Thieves Like Us

On Friday night I found myself at Lee’s Palace, celebrating Halloween with a few friends. 

The last time I set foot in Lee’s Palace was six years ago. It was the night after THE incident involving Mr. I.S.I.T.I.B.. I was there with my friend Nick. 

Nick and I met at U of T. We were in an English class together and hit it off right away. He stood out from the rest of our horn-rimmed be-speckled, Lacoste wearing class mates. He was frank, outgoing and swore like a sailor. He was also scruffily handsome in an Italian Sam Roberts kind of way. I always felt comfortable around him. With Nick I could drink beer, also cuss like a sailor and just be myself. 

{photo: Hug by Erin Nelson}

I knew he found me attractive, however neither of us ever made a move. There was chemistry there, but for some reason I always held back. I can’t quite explain why. It was like there was an important puzzle piece missing that I couldn’t put my finger on. Can you ever explain these things?

That day, after I parted ways with Mr. I.S.I.T.I.B, I walked back into my apartment and answered a call from Nick. I told him everything that had just happened. His response:

“He fucking said that?! While he was still inside of you?! FUCKING BLACK RAGE!”

Nick had nicknamed him “Black Rage” after he had heard stories about Mr. ISITIB’s racial politics. When I told him about the “track suit comment” he replied:

“You’re a pretty White girl. You don’t need some motherfucking asshole with his post-colonial bullshit making you feel bad about that. You know what? You probably need a drink. You shouldn’t be alone tonight. Lets go grab a beer”

He was right. So I threw on a white wife beater, some tight jeans & my going-out shoes du jour: a pair of red pointy toed stilettos and met him at Lee’s Palace

We leaned against the wall of the Dance Cave, drinking beer, smoking cigarettes and listening to The Smiths play in the background. Although I was grateful for the company, inside I felt broken, shellshocked. When the conversation swung back to the events of the day and he could tell I was still really upset, Nick said:

“No one should ever treat a woman that way. It’s just fucked up. Please don’t take this the wrong way. I’m not trying to mack on you but, I just think that you really need to be held tonight. You need someone to treat you good and with respect”

And that’s exactly what he did.
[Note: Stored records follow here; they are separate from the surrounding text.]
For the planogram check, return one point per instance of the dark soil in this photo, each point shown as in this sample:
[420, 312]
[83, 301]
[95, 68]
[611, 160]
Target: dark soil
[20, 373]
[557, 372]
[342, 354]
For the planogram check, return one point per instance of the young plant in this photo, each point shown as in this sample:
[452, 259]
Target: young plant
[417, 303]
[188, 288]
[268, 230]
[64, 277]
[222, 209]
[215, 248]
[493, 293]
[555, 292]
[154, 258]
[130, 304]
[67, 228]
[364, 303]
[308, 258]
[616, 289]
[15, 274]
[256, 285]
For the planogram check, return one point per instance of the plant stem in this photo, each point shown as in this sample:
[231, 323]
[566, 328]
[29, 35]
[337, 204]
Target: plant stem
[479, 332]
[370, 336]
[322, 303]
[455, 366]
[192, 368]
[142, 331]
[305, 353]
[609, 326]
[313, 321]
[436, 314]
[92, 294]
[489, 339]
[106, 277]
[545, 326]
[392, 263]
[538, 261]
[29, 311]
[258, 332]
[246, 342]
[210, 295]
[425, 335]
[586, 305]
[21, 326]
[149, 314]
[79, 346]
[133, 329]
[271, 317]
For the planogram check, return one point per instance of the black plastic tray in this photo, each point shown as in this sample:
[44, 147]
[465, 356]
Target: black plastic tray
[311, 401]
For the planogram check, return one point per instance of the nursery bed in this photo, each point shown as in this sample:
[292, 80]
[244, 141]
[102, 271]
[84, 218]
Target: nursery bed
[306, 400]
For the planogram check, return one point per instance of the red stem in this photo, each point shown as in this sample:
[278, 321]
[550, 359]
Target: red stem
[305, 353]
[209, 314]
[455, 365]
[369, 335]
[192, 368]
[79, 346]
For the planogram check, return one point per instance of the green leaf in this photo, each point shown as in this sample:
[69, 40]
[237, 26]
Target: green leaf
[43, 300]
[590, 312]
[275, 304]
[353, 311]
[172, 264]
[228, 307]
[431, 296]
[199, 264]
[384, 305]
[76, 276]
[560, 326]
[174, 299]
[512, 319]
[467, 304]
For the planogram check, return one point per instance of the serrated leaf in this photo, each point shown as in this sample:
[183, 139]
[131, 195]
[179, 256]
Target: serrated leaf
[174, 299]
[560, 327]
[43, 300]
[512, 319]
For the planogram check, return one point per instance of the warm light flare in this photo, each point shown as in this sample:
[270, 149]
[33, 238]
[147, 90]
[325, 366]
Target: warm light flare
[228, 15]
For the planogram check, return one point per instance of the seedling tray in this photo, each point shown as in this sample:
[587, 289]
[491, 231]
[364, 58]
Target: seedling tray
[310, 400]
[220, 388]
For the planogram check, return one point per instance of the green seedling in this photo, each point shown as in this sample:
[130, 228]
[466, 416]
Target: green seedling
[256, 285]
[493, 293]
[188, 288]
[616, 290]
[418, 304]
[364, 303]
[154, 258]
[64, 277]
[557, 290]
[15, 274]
He dried my tears, took me back to his apartment, gave me a pair of baggy flannel pajamas and tucked me into his bed. When he climbed into the bed, he kissed me goodnight on the cheek and wrapped his arms around me. We woke up the next day, in the same position, fully clothed. 

In the morning, he got up and made me bacon and eggs (The “we just had sex breakfast” minus the sex). Over breakfast he told me, 

“I know I’m not really your type. I don’t have a nice apartment or fancy clothes. I probably will never own a Rolex or a nice car. But, I would never treat you the way those other guys would”

“I know”

“And if you’re not going to be with me, then you should at least go for someone good. Like that other guy you were telling me about, the one with the good job and the house. It sounds like he might actually deserve a chance and like he might actually treat you the way you deserve to be treated. Just whatever you do, promise me you won’t go back to Black Rage”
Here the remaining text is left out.